Anticipating the Path Ahead…
The U.S. economy may encounter challenges due to the cumulative impact of the Federal Reserve’s 525 basis points of tightening. Leading Economic Indicators have been urging caution for the past 12-18 months, yet the economy shows surprising stability. Rather than trying to time the market, we advocate for a systematic approach to capital deployment for general investors. Our focus is on identifying attractive opportunities during market volatility. Currently, we are working on high-quality ideas in industries such as medical technology and Data Center REITs. Both sectors have faced performance impacts tied to what we perceive as short-lived factors, presenting an exciting investment opportunity for us.
Despite economic ups and downs, the American economy keeps creating wealth through a robust system. Looking at the past 30/50 years, the S&P 500 has given returns of ~17x/~200x (Source: Bloomberg) respectively, growing at an annual rate between 9-10% (USD). We’re hopeful about not just meeting but exceeding these benchmarks, leading to more wealth for us and our investors!
As we wrap up this month’s GCP newsletter, it would be remiss not to mention the passing of Charlie Munger on November 28th at the age of 99. Some of us were fortunate enough to attend Berkshire Annual Meetings and hear his wisdom firsthand. His investment principles are widely known, but there’s often less discussion about his personal journey. At the risk of going into detail, we can’t help but share this insightful piece from a 2011 note by Joshua Kennon:
“In 1949, Charlie Munger was 25 years old. He was hired at the law firm of Wright & Garrett for $3,300 per year, or $29,851 in inflation-adjusted dollars as of 2010. He had $1,500 in savings, equal to $13,570 now.

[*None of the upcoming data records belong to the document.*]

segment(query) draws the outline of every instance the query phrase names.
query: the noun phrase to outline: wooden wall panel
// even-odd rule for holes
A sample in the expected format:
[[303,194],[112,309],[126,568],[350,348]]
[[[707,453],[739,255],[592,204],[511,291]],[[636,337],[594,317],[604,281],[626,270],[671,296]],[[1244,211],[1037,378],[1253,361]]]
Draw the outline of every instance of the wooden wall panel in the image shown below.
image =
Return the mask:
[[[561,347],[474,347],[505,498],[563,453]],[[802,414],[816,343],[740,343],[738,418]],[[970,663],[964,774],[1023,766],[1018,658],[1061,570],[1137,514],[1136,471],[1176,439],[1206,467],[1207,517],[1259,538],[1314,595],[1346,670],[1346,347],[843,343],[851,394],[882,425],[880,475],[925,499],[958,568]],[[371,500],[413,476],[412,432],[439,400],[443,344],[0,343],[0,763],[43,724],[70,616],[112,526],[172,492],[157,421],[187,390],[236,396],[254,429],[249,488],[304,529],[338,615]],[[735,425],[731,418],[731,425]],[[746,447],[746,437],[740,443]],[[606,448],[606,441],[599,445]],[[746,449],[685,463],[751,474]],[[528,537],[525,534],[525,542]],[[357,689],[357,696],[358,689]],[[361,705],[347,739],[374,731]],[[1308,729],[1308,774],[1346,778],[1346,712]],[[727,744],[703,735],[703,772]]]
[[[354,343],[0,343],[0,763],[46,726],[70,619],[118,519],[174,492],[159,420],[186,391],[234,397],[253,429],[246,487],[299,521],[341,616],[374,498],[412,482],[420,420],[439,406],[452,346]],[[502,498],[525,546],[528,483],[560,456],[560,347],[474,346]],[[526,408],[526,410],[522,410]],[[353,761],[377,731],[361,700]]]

A few years later, in 1953, Charlie was 29 years old when he and his wife divorced. He had been married since he was 21. Charlie lost everything in the divorce, his wife keeping the family home in South Pasadena. Munger moved into “dreadful” conditions at the University Club and drove a terrible yellow Pontiac, which his children said had a horrible paint job. According to the biography written by Janet Lowe, Molly Munger asked her father, “Daddy, this car is just awful, a mess. Why do you drive it?” The broke Munger replied: “To discourage gold diggers.”

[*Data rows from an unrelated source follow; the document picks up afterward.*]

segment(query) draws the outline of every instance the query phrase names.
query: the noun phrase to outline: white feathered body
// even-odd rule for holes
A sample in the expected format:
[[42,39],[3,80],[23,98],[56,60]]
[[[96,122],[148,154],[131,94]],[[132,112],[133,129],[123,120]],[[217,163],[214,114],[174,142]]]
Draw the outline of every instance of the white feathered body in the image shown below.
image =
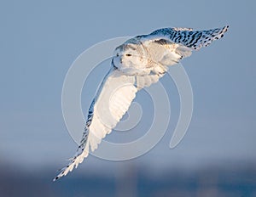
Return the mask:
[[228,26],[208,31],[165,28],[126,41],[116,48],[111,69],[89,109],[84,132],[75,155],[54,179],[65,176],[94,151],[128,110],[136,93],[148,87],[178,63],[222,37]]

Shortly after the divorce, Charlie learned that his son, Teddy, had leukemia. In those days, there was no health insurance, you just paid everything out of pocket and the death rate was near 100% since there was nothing doctors could do. Rick Guerin, Charlie’s friend, said Munger would go into the hospital, hold his young son, and then walk the streets of Pasadena crying.
One year after the diagnosis, in 1955, Teddy Munger died. Charlie was 31 years old, divorced, broke, and burying his 9 year old son. Later in life, he faced a horrific operation that left him blind in one eye with pain so terrible that he eventually had his eye removed.
By the time he was 69 years old, he had become one of the richest 400 people in the world, been married to his second wife for 35+ years, had eight wonderful children, countless grandchildren, and become one of the most respected business thinkers in history.”
A life, we were fortunate to witness and celebrate, leaving behind a legacy that will forever be cherished and remembered.